Considering a.length = N, TC should be O(N^2).

Because (1 + 2 + 3 + ... + N-1) = N(N-1)/2 = O(N^2)

Inner loop runs 1 time more than previous time.

[1, 1]
[2, 1]
[3, 1]
...
[N-1, 1]
Saurav Sahu
  • 13,038
  • 6
  • 64
  • 79
0

for( int n = 1; n < a.length; n++ ){

In this above line, you are going through the array n - 1 times (since you are starting at index 1 all the way to a.length -1), thus O(N)

for( m = n; m > 0 && tmp.compareTo( a[ m - 1] ) <= 0; m-- )
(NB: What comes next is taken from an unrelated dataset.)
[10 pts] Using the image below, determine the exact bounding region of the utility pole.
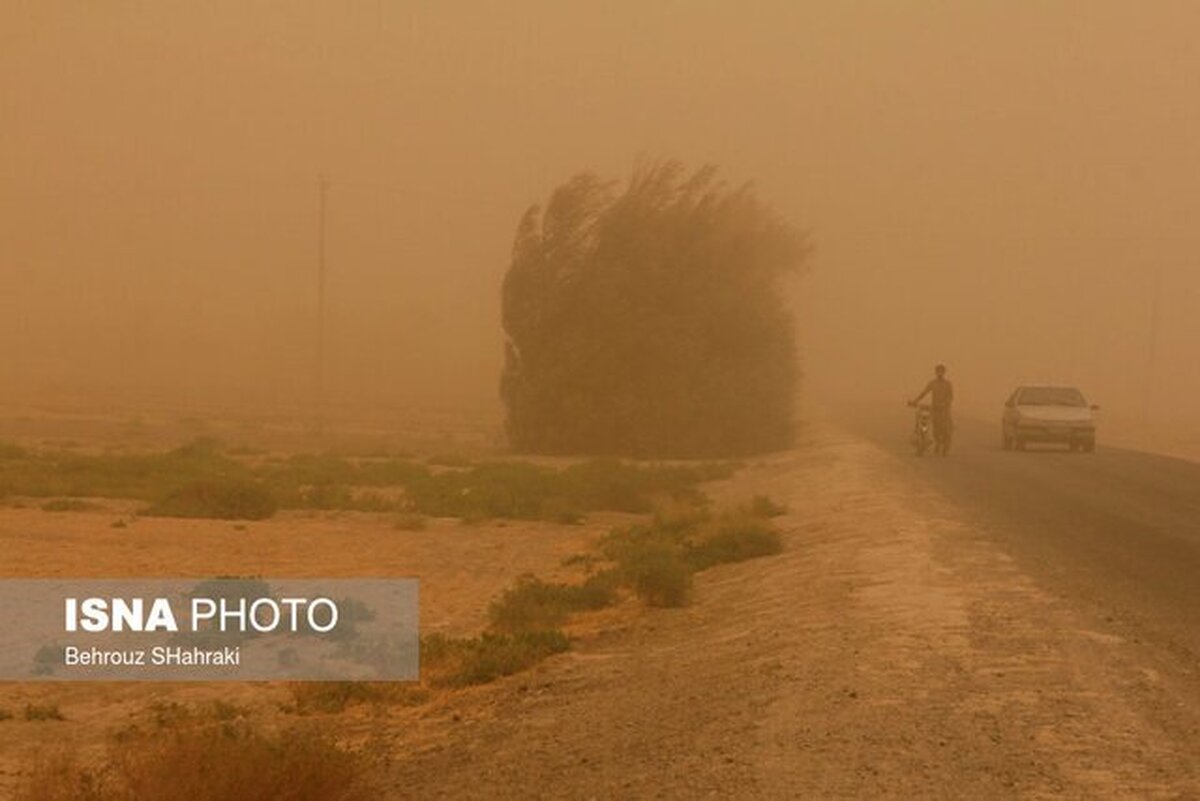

In this inner loop, you are starting at n and then moving downwards, so in the WORST case, you will be going from the current value n all the way down to 1, thus performing up to n comparisons.

Therefore, we can see the following in the WORST case:

  • First iteration: you are going from 1 to 1
  • Second iteration: you are going from 2 to 1
  • Third iteration: you are going from 3 to 1
  • ...
  • N-1th iteration: you are going from N -1 to 1

Therefore, you are performing 1 + 2 + 3 + 4 + ... N - 1 operations in total which equals to:

(N)(N-1)/2 = O(N^2)

cullan
  • 280
  • 3
  • 13
0

Let's make that code simpler like below.

public InsertionSort( AnyType [] a ){
    // A value n
    for( ; n < length ; ){
        // A value m
        for( ; m < someLength ; ) {
            // do something.
        }
    } 
}

As you said, 'someLength' can be 1 from n-1.

But Let's see that code in the inner loop aspect.

    blahblah
        for( ; m < someLength ; ) {
            // do something.
        }
    blahblah

It runs only someLength - m ( or none if it's under 0 ) times

, which is linear

, which is represented as N( for O(N) ).

One more thing.

1+2+3+4+...+n-1 can't be occured without outer loop, can it?

Then why do you count them for the inner loop's complexity?

Al.T.Os
  • 72
  • 9